Image intensifiers found on modern C-arm equipment are commonly either 9″ or 12”, with Siemens also manufacturing a specialized 13″ model for some applications. They are primarily “tri-mode” view-finding devices, capable of focusing their observation over a smaller region to achieve a resultant magnification of the x-ray illumination.
9″ image intensifiers comprise the preponderance of currently-available C-arms. They are widely used for cardiac, orthopedic, pain management, general surgery pacemaker placement and sports medicine. 12” image intensifiers, on the other hand, are used almost exclusively in the vascular and neurovascular field, although they may be used for complex orthopedics as well. 12” I.I.’s are more costly, but they offer considerable advantage in some procedures; extra inches of diameter allow operators to scan more of the body at once, and this can enable run-offs and other specialized procedures which are not possible on a single run with a 9″ unit.

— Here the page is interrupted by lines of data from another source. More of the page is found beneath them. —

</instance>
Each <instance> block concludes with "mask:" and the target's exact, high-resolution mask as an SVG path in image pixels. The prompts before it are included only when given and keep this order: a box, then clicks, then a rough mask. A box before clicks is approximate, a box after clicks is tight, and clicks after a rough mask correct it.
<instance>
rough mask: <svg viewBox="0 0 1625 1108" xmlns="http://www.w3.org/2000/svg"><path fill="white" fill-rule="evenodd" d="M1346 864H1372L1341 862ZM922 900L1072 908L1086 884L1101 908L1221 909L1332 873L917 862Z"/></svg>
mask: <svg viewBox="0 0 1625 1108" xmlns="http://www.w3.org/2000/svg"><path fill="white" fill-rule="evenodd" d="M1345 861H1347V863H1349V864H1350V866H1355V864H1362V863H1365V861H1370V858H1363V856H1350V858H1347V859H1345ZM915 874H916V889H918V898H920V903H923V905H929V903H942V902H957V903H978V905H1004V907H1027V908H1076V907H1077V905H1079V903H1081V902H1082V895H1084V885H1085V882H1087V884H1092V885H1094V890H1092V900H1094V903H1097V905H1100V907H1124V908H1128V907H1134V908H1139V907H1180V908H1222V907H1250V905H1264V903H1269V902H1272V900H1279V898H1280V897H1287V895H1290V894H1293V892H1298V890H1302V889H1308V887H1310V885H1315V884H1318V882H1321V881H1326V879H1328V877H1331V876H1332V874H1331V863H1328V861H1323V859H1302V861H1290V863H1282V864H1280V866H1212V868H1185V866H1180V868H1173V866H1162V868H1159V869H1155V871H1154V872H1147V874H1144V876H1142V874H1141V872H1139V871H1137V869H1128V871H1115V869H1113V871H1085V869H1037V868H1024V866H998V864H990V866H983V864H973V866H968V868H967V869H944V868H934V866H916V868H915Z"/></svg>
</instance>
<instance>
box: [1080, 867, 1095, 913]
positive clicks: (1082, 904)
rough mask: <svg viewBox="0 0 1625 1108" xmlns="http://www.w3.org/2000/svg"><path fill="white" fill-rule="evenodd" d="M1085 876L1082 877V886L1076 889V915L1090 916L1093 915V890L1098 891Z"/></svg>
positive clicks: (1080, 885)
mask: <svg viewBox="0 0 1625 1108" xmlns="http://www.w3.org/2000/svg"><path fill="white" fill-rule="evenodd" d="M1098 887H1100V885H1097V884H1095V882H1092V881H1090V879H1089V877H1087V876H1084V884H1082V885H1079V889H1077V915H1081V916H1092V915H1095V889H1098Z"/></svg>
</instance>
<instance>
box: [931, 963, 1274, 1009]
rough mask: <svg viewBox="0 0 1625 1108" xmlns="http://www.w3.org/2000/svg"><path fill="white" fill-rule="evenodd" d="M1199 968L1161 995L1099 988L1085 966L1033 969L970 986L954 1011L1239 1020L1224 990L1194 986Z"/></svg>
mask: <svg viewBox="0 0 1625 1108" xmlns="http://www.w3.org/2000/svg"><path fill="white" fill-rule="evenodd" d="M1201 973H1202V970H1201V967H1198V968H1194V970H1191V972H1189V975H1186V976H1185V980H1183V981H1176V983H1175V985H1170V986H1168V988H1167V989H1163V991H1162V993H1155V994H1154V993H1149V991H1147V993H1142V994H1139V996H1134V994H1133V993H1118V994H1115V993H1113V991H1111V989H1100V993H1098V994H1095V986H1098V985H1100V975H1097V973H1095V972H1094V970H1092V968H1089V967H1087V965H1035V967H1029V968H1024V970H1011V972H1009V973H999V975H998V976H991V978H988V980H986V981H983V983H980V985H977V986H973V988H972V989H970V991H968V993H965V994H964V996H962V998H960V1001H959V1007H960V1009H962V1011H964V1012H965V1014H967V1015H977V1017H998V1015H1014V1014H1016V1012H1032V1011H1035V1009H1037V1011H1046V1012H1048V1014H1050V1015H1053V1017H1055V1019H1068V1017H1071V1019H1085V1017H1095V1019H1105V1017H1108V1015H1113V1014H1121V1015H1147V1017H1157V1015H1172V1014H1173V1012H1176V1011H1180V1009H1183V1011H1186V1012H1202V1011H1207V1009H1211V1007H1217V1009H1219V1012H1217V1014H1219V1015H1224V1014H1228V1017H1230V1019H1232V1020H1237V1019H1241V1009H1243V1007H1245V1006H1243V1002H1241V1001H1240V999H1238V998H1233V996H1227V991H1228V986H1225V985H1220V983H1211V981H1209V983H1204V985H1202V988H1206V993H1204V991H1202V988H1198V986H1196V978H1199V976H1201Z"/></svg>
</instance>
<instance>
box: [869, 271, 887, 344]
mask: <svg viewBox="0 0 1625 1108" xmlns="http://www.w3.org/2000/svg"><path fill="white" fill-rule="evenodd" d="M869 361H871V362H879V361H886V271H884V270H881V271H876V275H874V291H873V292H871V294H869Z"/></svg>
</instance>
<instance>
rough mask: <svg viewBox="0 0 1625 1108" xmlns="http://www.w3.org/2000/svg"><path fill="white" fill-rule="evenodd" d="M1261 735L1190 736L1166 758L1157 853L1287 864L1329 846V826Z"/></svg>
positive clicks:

The other important factor in I.I. selection is the magnification modes. Although both 9″ and 12″ systems hove tri-mode image intensifiers, the relative magnification levels they offer are often not directly comparable. OEC, as an example, produces 12″ I.I.’s which offer zoomed image areas of 12/9/6, while their 9″ units can focus on targets in a 9/6/4.5 inch bracket. Thus, the smaller 9″ systems actually offer greater magnification, and so OEC only makes their cardiac platform with a 9″ I.I. Generally, specialized practitioners doing delicate work will find higher magnification more beneficial than a wider field of view. Thus, those who wish to have rads and dollars from their C-arm budget would to well to consider 9” I.I.s for all C-arm installations not specifically relating to vascular work or multi-limb simultaneous imaging.
The Image intensifier is affixed to an imaging system unit which can perform a variety of movements applicable to different surgical procedures. This, in turn, is compact and
lightweight, to allow easy positioning with a wide range of motion and adequate space for staff to work around, while remaining firm enough to avoid misalignment.